По главным путям один за другим проходили поезда, перегруженные людьми, лязгало железо, гудки и свистки тревожно резали воздух, а тут, в несуетливом тупичке, перед серым большим корпусом, напряженно работали люди, ставя цеха на колеса.
Стрела локомотивного крана удобно легла на козлы, установленные на платформе, и ее окружали канаты, домкраты, ключи и прочее имущество. Шерстнев поглядывал на тросы, и багор мелькнул в его памяти. Для мостовых ферм нужен специальный кран… В сущности, поиски этого специального крана и заслонили в его сознании все достоинства обычных систем. Отирая черные руки тряпкой, подошел мастер. Шерстнев вдруг обратился к нему:
— Нужен кран ограниченного действия — только для мостовых ферм. А для других дел и такой кран хорош.
— Немного ремонту осталось, — не понял мастер. — На новом месте доработаем — хорош будет.
Странно: первым его делом в войне было разрушение отличного моста, построенного им, вторым — спасение кранов, на которые он нападал недавно с такой яростью. Все — наоборот.
Шерстнев уехал вместе с заводом. Пути были загружены шедшими на восток поездами, навстречу которым шли воинские эшелоны. Диспетчерам приходилось трудно как никогда. Длинный состав с оборудованием завода часто останавливался. На одной из таких остановок Шерстнев вышел из служебного вагона, где ему предоставлено было купе, в шумную толчею перрона. Начальник эшелона говорил какому-то высокому человеку в мягкой шляпе и новеньком макинтоше с чересчур широкими, прямыми плечами:
— Нельзя, гражданин. Поймите, гражданин: это эшелон специального назначения.
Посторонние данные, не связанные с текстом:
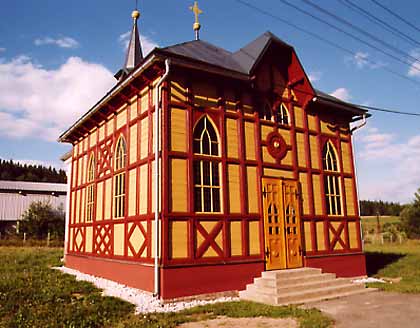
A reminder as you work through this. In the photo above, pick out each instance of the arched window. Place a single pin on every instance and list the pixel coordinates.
(90, 198)
(119, 178)
(282, 115)
(331, 179)
(206, 167)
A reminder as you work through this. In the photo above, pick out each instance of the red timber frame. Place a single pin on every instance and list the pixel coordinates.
(195, 274)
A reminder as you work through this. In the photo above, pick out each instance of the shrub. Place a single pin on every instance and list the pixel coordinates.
(41, 218)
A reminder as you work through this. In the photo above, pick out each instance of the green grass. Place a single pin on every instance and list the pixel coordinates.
(395, 261)
(369, 223)
(34, 295)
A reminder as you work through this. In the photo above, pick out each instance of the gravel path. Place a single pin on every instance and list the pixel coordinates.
(144, 302)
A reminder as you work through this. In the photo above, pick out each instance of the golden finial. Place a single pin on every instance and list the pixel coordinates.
(135, 14)
(197, 11)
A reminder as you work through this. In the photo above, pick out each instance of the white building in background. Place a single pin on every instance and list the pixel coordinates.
(16, 196)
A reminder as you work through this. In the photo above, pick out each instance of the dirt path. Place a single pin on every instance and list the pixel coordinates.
(259, 322)
(373, 310)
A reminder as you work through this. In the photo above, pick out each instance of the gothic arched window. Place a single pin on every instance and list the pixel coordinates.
(90, 198)
(331, 179)
(119, 178)
(206, 167)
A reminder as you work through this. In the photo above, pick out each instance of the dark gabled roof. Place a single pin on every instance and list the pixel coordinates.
(205, 52)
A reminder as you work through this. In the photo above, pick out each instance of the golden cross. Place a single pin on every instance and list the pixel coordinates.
(197, 11)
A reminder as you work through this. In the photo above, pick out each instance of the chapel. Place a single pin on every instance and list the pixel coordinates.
(203, 168)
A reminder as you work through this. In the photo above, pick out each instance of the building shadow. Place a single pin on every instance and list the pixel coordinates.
(376, 261)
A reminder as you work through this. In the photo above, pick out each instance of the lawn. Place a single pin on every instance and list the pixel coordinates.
(395, 261)
(34, 295)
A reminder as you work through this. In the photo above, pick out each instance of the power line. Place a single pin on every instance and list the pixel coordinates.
(380, 22)
(393, 13)
(358, 29)
(330, 43)
(333, 44)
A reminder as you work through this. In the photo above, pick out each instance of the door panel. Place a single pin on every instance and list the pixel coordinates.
(281, 224)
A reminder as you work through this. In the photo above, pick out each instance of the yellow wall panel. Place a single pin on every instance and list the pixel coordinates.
(179, 185)
(348, 183)
(318, 194)
(108, 198)
(312, 122)
(144, 138)
(236, 238)
(254, 238)
(347, 160)
(179, 240)
(143, 194)
(232, 138)
(265, 131)
(119, 239)
(89, 239)
(353, 238)
(178, 130)
(303, 179)
(308, 242)
(132, 192)
(133, 108)
(313, 143)
(278, 173)
(253, 192)
(144, 102)
(133, 144)
(234, 188)
(298, 117)
(301, 152)
(122, 117)
(320, 241)
(250, 140)
(99, 201)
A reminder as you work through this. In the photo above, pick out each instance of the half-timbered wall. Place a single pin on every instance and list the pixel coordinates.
(128, 237)
(236, 233)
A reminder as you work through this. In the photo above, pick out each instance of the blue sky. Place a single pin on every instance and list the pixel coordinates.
(57, 59)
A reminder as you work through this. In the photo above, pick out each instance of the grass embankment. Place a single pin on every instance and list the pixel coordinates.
(395, 261)
(33, 295)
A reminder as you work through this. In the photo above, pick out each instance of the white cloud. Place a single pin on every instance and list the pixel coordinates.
(391, 169)
(362, 60)
(342, 93)
(64, 42)
(414, 69)
(147, 44)
(315, 76)
(41, 103)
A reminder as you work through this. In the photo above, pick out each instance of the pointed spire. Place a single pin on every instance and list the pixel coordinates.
(134, 52)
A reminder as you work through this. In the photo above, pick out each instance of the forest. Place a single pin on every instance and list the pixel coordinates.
(15, 171)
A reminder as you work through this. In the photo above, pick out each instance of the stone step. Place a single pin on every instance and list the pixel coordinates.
(285, 274)
(280, 289)
(293, 281)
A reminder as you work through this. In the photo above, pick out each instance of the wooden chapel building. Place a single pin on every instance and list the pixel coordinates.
(255, 171)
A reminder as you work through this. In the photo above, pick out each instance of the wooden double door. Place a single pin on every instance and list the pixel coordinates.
(282, 227)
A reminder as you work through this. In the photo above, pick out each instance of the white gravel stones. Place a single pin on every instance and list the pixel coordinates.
(367, 280)
(144, 302)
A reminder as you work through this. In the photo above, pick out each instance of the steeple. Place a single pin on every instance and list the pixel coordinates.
(134, 53)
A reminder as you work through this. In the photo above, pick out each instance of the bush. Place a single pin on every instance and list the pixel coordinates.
(41, 218)
(410, 217)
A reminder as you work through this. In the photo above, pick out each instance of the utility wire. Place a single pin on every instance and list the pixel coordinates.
(360, 30)
(333, 44)
(330, 43)
(380, 22)
(393, 13)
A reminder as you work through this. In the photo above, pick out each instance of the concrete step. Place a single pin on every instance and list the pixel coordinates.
(293, 281)
(307, 285)
(285, 274)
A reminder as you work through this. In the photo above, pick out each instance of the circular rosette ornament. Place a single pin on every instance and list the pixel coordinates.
(276, 145)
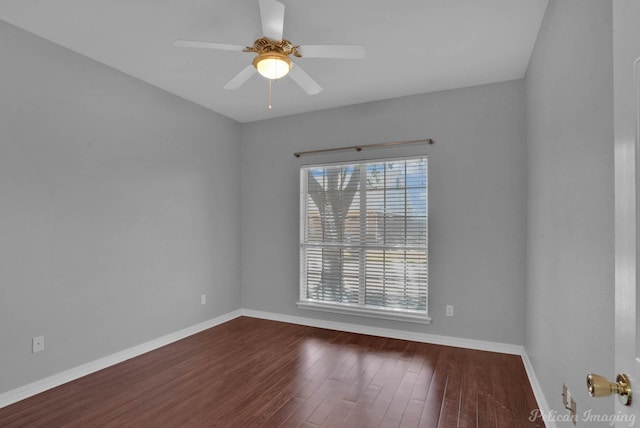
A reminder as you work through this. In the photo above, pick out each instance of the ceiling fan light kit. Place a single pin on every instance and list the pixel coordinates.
(273, 60)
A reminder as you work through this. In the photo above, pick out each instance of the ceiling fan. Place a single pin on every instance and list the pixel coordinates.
(273, 60)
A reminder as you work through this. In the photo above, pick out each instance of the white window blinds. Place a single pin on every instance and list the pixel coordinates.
(364, 235)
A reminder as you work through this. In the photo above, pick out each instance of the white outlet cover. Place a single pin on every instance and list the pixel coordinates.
(38, 344)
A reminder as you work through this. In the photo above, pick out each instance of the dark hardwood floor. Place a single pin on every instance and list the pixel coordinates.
(255, 373)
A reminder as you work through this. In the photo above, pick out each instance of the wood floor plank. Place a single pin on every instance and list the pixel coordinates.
(256, 373)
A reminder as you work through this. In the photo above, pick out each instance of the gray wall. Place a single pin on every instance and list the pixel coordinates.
(118, 210)
(569, 93)
(477, 203)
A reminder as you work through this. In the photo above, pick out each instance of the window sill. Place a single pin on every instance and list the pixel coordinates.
(366, 312)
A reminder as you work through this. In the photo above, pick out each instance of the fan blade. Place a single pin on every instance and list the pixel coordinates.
(272, 15)
(207, 45)
(332, 51)
(241, 77)
(305, 81)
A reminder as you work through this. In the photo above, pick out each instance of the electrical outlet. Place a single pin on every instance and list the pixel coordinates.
(38, 344)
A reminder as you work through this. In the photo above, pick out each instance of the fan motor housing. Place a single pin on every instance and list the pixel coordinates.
(266, 45)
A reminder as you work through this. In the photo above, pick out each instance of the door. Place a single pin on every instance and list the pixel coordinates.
(626, 44)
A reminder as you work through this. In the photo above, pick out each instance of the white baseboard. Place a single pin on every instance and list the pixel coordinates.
(42, 385)
(504, 348)
(537, 389)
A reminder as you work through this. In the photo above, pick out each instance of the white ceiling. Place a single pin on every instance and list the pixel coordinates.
(413, 46)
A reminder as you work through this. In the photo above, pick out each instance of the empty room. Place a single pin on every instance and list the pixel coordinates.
(263, 213)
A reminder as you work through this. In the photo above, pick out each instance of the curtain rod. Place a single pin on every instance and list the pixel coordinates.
(363, 146)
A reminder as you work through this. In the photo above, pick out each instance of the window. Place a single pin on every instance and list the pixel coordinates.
(363, 240)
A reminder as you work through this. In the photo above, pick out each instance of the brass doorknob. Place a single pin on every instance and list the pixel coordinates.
(599, 386)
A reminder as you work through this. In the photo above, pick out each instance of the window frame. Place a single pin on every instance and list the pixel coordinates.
(389, 313)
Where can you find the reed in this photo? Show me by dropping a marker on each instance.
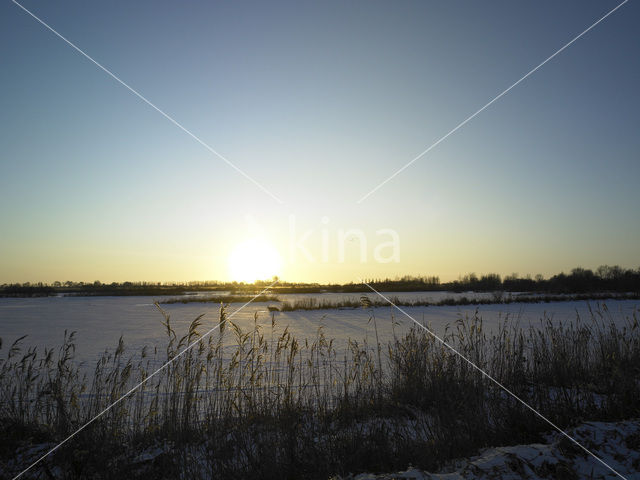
(254, 401)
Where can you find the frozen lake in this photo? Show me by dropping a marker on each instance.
(100, 321)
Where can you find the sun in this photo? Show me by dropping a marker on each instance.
(254, 259)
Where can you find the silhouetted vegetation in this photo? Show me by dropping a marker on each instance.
(579, 280)
(274, 406)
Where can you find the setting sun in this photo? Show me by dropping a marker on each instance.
(254, 259)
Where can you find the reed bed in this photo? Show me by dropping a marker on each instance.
(499, 298)
(277, 406)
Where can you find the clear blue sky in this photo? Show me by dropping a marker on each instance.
(319, 102)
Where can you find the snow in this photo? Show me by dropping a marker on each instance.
(617, 444)
(100, 321)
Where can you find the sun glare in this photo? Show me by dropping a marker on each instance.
(253, 260)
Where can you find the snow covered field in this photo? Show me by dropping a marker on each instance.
(100, 321)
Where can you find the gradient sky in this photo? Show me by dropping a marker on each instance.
(319, 102)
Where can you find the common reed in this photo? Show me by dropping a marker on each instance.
(270, 405)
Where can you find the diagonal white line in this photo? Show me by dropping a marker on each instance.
(161, 112)
(485, 374)
(504, 92)
(138, 385)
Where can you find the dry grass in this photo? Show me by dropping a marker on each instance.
(276, 406)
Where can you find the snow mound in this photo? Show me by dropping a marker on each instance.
(616, 444)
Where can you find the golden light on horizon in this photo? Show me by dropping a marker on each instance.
(254, 259)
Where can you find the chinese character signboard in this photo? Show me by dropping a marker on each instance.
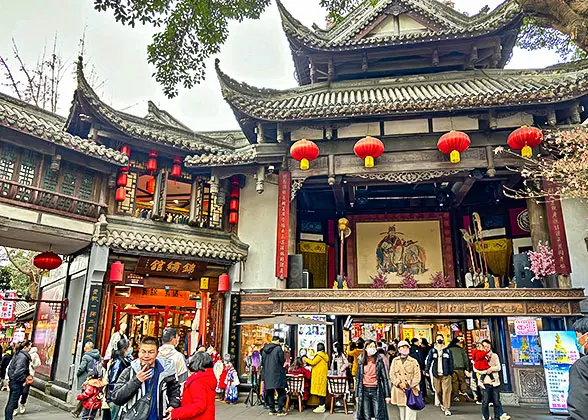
(93, 313)
(7, 306)
(170, 268)
(283, 224)
(559, 354)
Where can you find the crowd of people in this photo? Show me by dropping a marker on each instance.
(381, 373)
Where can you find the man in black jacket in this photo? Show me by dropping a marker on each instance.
(152, 375)
(274, 376)
(18, 371)
(578, 392)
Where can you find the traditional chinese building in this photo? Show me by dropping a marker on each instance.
(401, 74)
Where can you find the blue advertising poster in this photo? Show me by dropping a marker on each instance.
(559, 354)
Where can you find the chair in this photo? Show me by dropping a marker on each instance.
(337, 390)
(295, 389)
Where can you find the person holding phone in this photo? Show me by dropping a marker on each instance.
(148, 384)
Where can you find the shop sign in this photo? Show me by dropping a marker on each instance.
(525, 326)
(559, 354)
(93, 313)
(7, 306)
(170, 268)
(135, 280)
(283, 224)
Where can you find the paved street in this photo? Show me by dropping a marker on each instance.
(37, 410)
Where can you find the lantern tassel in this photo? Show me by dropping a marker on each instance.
(454, 156)
(304, 164)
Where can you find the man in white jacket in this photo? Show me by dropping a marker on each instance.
(170, 340)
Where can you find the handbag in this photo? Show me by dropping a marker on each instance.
(414, 399)
(140, 410)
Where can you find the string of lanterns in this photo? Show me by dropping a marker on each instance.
(453, 144)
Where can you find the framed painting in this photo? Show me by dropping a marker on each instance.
(394, 244)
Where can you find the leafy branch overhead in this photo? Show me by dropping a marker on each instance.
(190, 31)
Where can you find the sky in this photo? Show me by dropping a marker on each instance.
(256, 52)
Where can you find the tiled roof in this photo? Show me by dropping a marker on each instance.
(473, 89)
(186, 242)
(238, 157)
(29, 119)
(450, 22)
(152, 130)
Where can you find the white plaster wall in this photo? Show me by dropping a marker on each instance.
(575, 214)
(258, 215)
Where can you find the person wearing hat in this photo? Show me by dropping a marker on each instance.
(405, 373)
(170, 340)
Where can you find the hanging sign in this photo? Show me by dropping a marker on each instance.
(283, 224)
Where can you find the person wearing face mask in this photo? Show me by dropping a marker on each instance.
(121, 359)
(372, 391)
(405, 373)
(578, 392)
(441, 362)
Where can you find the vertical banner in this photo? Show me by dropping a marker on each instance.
(283, 225)
(559, 354)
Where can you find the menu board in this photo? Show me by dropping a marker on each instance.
(559, 354)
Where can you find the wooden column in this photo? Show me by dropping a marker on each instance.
(538, 222)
Но гражданин ничего не хотел понимать. Он настаивал, горячась:
— Я должен быть в Москве. Неужели вы, инженер, — ведь вы инженер? — не можете поверить писателю? Вот мой документ…
И он совал начальнику эшелона какую-то маленькую черную книжечку. Лицо его, желтое, нездоровое, несколько рыхлое, показалось Шерстневу знакомым. Писатель, нагнувшись, поднял с перрона чемодан и решительно двинулся к вагону.